I had predicted that nothing would become of any federal investigation of Christie in Bridgegate or other matters. Many seem stunned by the revelation reported by NBC news. In Ruthless Ambition, I cite ample evidence of the fraternity to which former and current federal prosecutors belong—they do not eat their own. Their closed society gave birth to an Office of Professional Responsibility [OPR], an oxymoronically named unit that repeatedly whitewashes the misconduct of federal prosecutors and continually fends off the Office of Inspector General from scrutinizing charges of abuse against prosecutors who view themselves as above the law.

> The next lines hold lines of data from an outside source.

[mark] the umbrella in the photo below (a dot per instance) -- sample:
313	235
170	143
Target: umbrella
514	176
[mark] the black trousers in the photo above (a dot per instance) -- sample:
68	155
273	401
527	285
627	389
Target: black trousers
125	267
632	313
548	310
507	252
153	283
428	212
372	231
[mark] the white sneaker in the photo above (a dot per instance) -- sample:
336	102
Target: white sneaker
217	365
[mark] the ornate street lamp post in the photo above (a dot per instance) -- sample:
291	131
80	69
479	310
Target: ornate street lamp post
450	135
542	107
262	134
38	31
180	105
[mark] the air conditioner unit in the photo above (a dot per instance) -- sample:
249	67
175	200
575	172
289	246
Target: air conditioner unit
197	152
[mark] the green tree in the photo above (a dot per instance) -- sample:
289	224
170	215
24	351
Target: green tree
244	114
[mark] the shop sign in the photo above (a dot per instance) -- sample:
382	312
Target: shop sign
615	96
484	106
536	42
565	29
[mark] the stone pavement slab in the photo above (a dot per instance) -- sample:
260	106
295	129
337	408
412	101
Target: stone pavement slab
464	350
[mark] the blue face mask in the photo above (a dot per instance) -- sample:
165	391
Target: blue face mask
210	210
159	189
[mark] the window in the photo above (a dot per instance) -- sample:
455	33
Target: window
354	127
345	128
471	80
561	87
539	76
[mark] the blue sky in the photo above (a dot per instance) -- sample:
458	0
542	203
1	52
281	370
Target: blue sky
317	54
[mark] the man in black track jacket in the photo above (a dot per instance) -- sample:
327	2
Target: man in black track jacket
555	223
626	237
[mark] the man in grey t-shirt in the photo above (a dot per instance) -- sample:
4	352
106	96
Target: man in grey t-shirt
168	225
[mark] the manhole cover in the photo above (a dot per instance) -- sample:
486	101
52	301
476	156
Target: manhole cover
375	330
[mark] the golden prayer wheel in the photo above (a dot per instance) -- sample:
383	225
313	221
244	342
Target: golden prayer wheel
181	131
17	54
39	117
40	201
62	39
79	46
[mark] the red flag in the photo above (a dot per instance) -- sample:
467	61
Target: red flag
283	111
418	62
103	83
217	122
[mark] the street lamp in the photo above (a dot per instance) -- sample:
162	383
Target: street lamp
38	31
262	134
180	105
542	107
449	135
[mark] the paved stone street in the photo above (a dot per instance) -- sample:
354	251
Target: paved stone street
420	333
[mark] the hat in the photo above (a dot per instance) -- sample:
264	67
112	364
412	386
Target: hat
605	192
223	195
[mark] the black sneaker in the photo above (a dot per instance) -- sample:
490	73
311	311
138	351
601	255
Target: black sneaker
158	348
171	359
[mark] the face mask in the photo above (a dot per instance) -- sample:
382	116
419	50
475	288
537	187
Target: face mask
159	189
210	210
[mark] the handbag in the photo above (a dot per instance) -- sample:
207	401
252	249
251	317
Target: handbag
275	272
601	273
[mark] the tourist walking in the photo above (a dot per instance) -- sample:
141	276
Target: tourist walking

No, there will not be any consequence for Christie resulting from the Bridgegate scandal. A clue of this outcome became apparent months ago, when Governor Christie and his minions urged the legislative investigative committee to suspend their inquiry in lieu of the one being conducted by that of Christie’s former office.
The late U.S. Senator from NJ, Frank Lautenberg, once accused individuals of this same USAO of aiding and abetting Christie by “trying to bring political campaign objectives into the planning of law enforcement actions” and “conducting a political campaign within the U.S. Attorney’s Office.” Lautenberg’s words will continue to haunt the conscience of anyone in power with the influence to sever this cancer from an office intended to dispense justice blindly, but who, instead, have thus far decided to ignore their responsibility to take action.
Expect the scapegoats and the low-hanging fruit that Governor Christie served up to the media and prosecutors to suffer the consequences for creating the world’s most famous traffic jam—the event that seemingly everyone of importance in Christie’s office, with the exception of Christie, knew about. In light of how Christie did-in his former Education Commissioner, Brett Shundler, his not having a hand in Bridgegate would seem incredible.
Expect a press that thrives on leaks from federal prosecutors to assist their daily coverage of other news matters [also a federal crime] to give the USAO a pass. The days of true-to-form investigative journalists and the likes of Edward R. Morrow are long gone, replaced by spokespersons and USAO public affairs units that churn out a story a day for some willing members of the press to echo.
Expect the skeptics of the USAO conclusions to be labeled with an old CIA lexicon that was specifically spoon fed to the press for handling the critics of government and those who expose such inconvenient truths—“conspiracy theorists.”
For those willing to drink the Kool-Aid served up by prosecutors and dispensed by others in the press corps, P.T. Barnum had a more appropriate term—“suckers.”
Meanwhile, this cancer in the bowels of our justice system continues to spread.